Baseball is even more immune to the impact of greatness in the overall, which is why Williams is only one member of the roster of terrific players who never sniffed champagne — see also Ken Griffey, Jimmie Foxx, Tony Gwynn, keep going. If anything, the most remarkable — and star-crossed — athlete of all time may well be Don Mattingly. Think of it: The Yankees were in five World Series and won two of them in the eight years before he finally showed up for good in 1983 — and had won 29 pennants and 20 World Series if you want to go back to 1921 — then won seven pennants and five championships in the first 13 years of his retirement. Yet Mattingly — borderline Hall of Famer and maybe the best player in the game for fully five years of his career — went 0-for-13.
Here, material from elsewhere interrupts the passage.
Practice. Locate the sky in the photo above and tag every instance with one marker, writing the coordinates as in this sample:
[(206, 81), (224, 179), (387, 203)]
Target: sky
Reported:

So, yes, there may have been a swirl of people rooting hard against LeBron, hoping somehow that collective fervor could keep him title-free for as long as possible. Wasn’t going to happen. Not in basketball. Not as long as a player with that many gifts keeps getting after it.
And you know something? At some point everyone will realize this: The sport — all sport — is better off when the best players are also champions.
At some point.
Whack Back at Vac
Jim Behrle: No Dave Kingman on the All-Time Mets team? I am agog.
Vac: It probably is impossible for some to believe this, but Kingman actually was the most popular Met on two teams — 1975 and 1976 — that also still featured Tom Seaver, Jerry Koosman, Jerry Grote, Jon Matlack and Buddy Harrelson. And it wasn’t close.
@nyyhater: Which was officiated more fairly? These NBA Finals or 1972 Olympics gold-medal game? These games are a throwback to the Iron Curtain days.
@MikeVacc: Would that make Pat Riley the modern Brezhnev? I could live with that.
George Plyway: Any Hall of Fame that will have Roger Clemens is a Hall of Fame whose doors I never again will darken. I don’t know if that matters to the voters or to the players, but that’s a promise I’ll keep.
Vac: Interesting split among fans on Roger. A lot feel this way. And a lot feel this way …
Thomas Hansen: Got any issues with either Willie Mays or Willie Stargell being in your hallowed Hall of Fame after it came out at the 1985 Pittsburgh drug trials that they took amphetamines? Any at all? No you don’t. You pious, holier-than-thou writers are a bunch of hypocrites. “Keep Clemens out! He cheated!” Gimme a break.
Vac: Actually, I do have a problem with that. And if I had a chance to vote for either Willie knowing what we know, I’d have weighed those facts, too. For the record.
Vac’s Whacks
Russell Westbrook was something to behold in the Finals, but all of those wrong-foot layups are going to single-handedly erase 70 years of fundamental CYO coaching.
* My final two cents on Davey Johnson beating out Gil Hodges for the Mets’ all-time manager: Maybe this shouldn’t matter, but the ’86 Mets, to a man, all still respect the hell out of Davey. But the ’69 Mets, to a man, all revere Hodges, and some 40 years after his passing they still speak of him as if he still is with them.
* So, Knicks fans: Can the notion of LeBron James and Chris Bosh getting championship rings really bug you as much as the idea of Eddy Curry and Rony Turiaf getting them?
* Has there ever been a day that doesn’t get exponentially better when you run into “Bull Durham” somewhere in the pay cable channels?